WiWo-Redakteur Martin Seiwert traf Vater und Sohn Stefan mehrmals zu stundenlangen Gesprächen – und kam so dem Hipp-Geist auf die Spur.
Beat Balzli
Claus Hipp ist für Millionen Menschen der Mann aus der Fernsehwerbung. Der, der in der blühenden Natur steht und sagt: »Dafür stehe ich mit meinem Namen.« Bei kaum einem anderen Produkt zählt Vertrauen in ein Unternehmen so sehr wie bei Babynahrung: Die Kleinsten sollen nur das Beste bekommen.
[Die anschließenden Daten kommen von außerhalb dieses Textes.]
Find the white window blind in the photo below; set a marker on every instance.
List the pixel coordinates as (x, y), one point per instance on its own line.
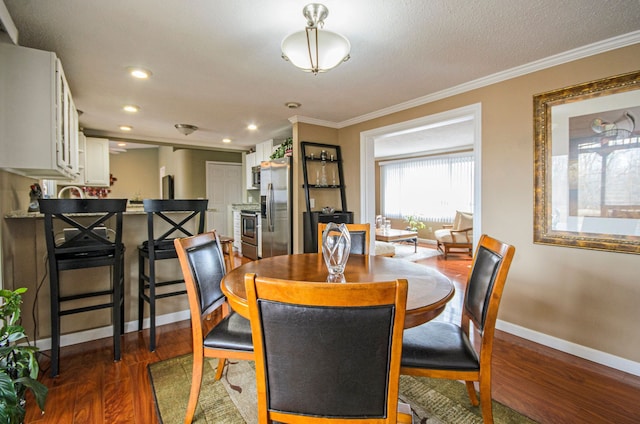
(432, 188)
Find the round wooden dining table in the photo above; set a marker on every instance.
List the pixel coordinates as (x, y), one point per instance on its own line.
(429, 290)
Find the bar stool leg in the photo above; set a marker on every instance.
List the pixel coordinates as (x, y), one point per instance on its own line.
(140, 291)
(117, 307)
(55, 319)
(152, 305)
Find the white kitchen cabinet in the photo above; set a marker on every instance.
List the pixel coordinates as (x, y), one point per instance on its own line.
(96, 165)
(38, 119)
(250, 162)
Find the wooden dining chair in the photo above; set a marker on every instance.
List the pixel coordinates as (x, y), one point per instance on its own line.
(360, 237)
(444, 350)
(203, 266)
(327, 352)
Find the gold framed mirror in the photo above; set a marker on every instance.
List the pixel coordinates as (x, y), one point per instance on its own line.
(587, 165)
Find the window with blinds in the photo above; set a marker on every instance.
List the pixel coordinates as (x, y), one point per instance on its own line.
(432, 188)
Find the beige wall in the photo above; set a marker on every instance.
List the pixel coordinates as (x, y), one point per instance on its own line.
(188, 166)
(584, 297)
(137, 174)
Dass Claus Hipp dafür persönlich bürgt, ist cleveres Marketing – aber nicht nur: Hier verschmelzen für den Kunden ein Unternehmen, das als eines der ersten weltweit den Gedanken der ökologischen Verantwortung verinnerlichte, und ein Unternehmer, der keine Scheu hat, religiöse und ethische Überzeugungen zu vertreten und sich an diesen hohen Ansprüchen auch selbst messen zu lassen. So logisch diese einzigartige Verbindung von Hipp und Hipp-Gläschen heute auch erscheinen mag, der Weg dorthin war alles andere als vorgezeichnet. Er war kurvenreich, inspirierend und voller Überraschungen.
ERSTES KAPITEL
Herr Hipp, viele Deutsche kennen Ihr Gesicht aus der Werbung. Sonst weiß man aber nicht viel über Sie. Verraten Sie uns doch mal: Wie leben Sie?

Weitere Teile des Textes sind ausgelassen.